In my case, x = 49.000
, r = -0.003
-> N = x/r = 49/-0.003 = -16333.(3)
, we round the result to get an integer and we get N = -16333
.
Now that I know N
, if I want my pixel edge to be at 49.00
:
(N*r + a) = 49.00
-> a = 49.00 - N*r
-> a = 49.00 - (-16333*-0.003)
-> a = 0.001
Maybe all of this should be documented better in the ODC docs? This rounding to integer (when computing N
) is what creates the unexpected pixel center. Probably a good example could avoid other people having the same doubts that I solved thanks to you!

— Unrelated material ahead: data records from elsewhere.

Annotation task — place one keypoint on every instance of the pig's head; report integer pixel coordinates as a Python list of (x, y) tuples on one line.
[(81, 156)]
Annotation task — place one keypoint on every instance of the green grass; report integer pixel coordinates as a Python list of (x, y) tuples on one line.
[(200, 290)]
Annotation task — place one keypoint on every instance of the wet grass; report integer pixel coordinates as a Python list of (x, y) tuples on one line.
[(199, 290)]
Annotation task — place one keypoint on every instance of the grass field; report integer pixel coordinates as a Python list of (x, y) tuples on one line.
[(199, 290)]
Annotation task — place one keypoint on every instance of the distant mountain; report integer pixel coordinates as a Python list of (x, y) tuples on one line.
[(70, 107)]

Edit: is the rounding to get N
always down to the closest integer?
There's a lot that could be better documented in the ODC docs. Documentation PRs are most welcome!
Re: load v storage in product metadata.
Storage should be deprecated - use load. The exact behaviour of storage at the moment is complicated, but it almost definitely doesn't do what you want. Yes, the documentation is wildly incorrect.